Once you’ve done that, identify the stakeholders in your audit. Whose work is under scrutiny the most? Maybe it’s the whole company, or maybe it’s just designers or just your sales team. Whoever it is, they should be kept in the loop about your goals and findings.
Start to conduct research and gather data. This is the hard, slow, time-consuming part of an audit, but it’s the part that everything else is built on.
Look into your competition and the market you’re in as a whole, and see if anything jumps out. In 1983, Domino’s Pizza noticed that ordering food over the phone was unpredictable and slow, so they introduced their “30 minutes or less” promise. They dropped the policy 10 years later, but it helped vault them to the top of the pizza world.
Look inward, too. You may think you know what’s going on inside your own company or department, but bringing it all into the open will expose inefficiencies and overlap. Look at your tactics, your budgets, your products, and your goals.
Make note of every communication channel you have, whether it’s direct mail, blogs, social media, cold calling, or anything else.

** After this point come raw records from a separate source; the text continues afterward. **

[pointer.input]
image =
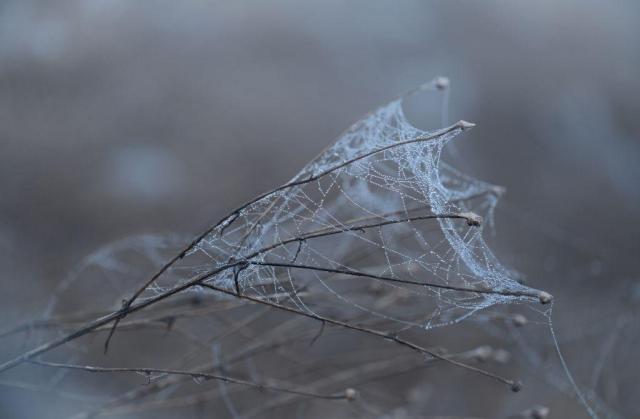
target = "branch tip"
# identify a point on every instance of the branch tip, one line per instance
(465, 125)
(545, 297)
(516, 386)
(441, 83)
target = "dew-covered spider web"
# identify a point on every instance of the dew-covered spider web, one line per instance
(377, 233)
(376, 228)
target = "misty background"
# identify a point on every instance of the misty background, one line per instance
(119, 118)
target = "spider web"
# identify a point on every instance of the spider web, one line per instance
(376, 228)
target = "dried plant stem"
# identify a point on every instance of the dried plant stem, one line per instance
(227, 220)
(513, 384)
(195, 375)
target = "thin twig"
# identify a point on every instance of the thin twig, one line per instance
(231, 217)
(194, 375)
(515, 385)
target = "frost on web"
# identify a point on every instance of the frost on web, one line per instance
(361, 229)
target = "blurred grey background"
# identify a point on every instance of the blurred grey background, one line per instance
(119, 118)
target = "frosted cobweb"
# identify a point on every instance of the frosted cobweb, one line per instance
(377, 227)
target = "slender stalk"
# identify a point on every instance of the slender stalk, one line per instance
(194, 375)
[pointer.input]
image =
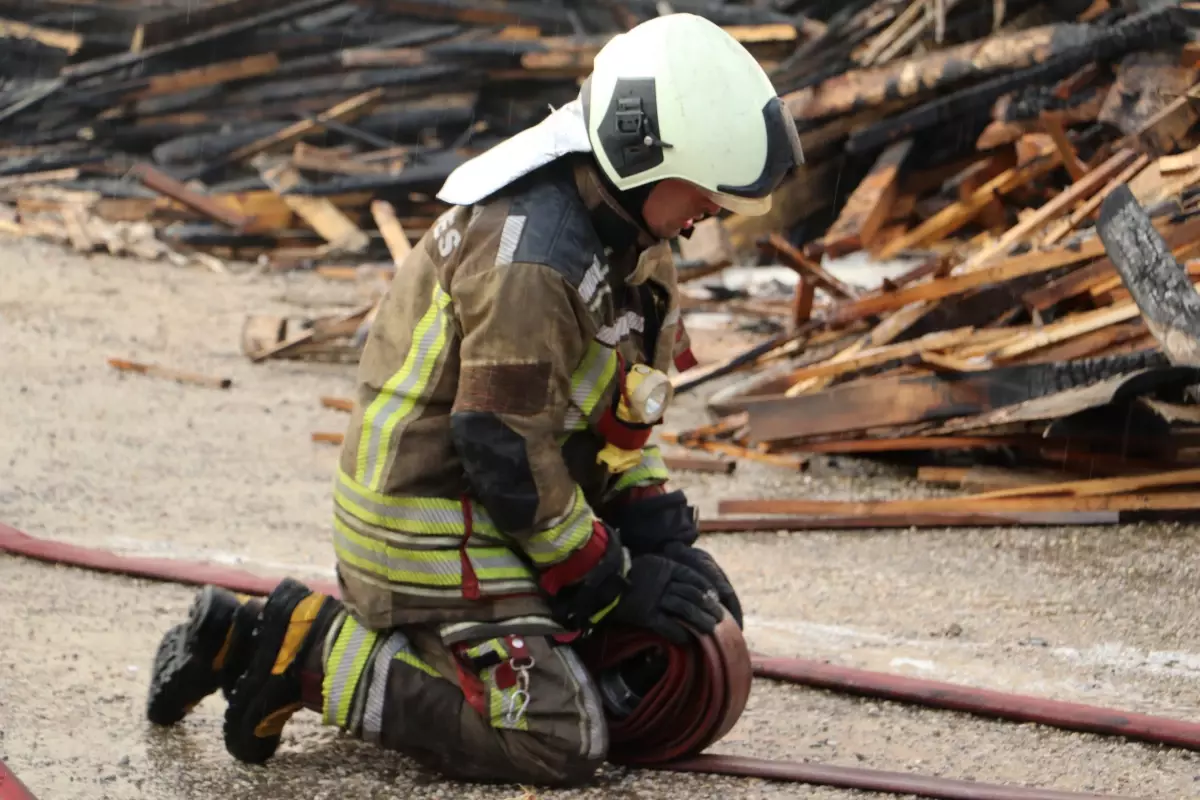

Take stock of your Key Performance Indicators (KPIs). Which ones do you care about? How are you measuring them? Are there KPIs you don’t have a good way of measuring, and are there tools you can buy to track them more closely?
Don’t just pick communications channels and KPIs because they’re current and trendy — use them because they’re right for your business and your buyer persona. Not every social media site is right for every business.
Organize and analyze all the data. You should be examining your results from a quantitative standpoint — bounce rate, time on site, load times, conversion rates, etc. — and from a qualitative one — user feedback, blog quality, and so on. Are your photos resonating? Are you getting leads from your landing page? Are you spending money on a channel that’s not generating clickthroughs?
If you can find the data, compare your results to industry standards. To the untrained eye, it might seem like a bad thing that only 20% of your mailing list is opening the email you send, but when you know that the average is more like 12%, it seems pretty good!
Hopefully, you’re using tracking software that will show you your results on various KPIs over time, but if not, now’s the time to start. You’ll be able to compare your results to your past efforts to see what’s working, what’s stagnating, and what strategies need to be put out to pasture.
What’s Next?
Once you’ve got a good sense of what’s working, what’s not, and where your time and resources are going, you can start to make changes.
Follow the numbers. Don’t be afraid to cut programs or stop using channels just because you like them. That’s the whole point of an audit: figure out what’s worth keeping. Try to be neutral, too. It can be especially difficult to cut out strategies that you yourself came up with, got excited about, and were convinced would push you into the stratosphere. But you have to be willing to trust the data and redistribute your time and energy into the ideas that are working.
Don’t worry! There will always be time for new ideas, and your next audit will tell you if they’re working. Sooner or later, something will stick. But without an audit, you’ll never figure out which ideas are gold and which ones are just shiny rocks.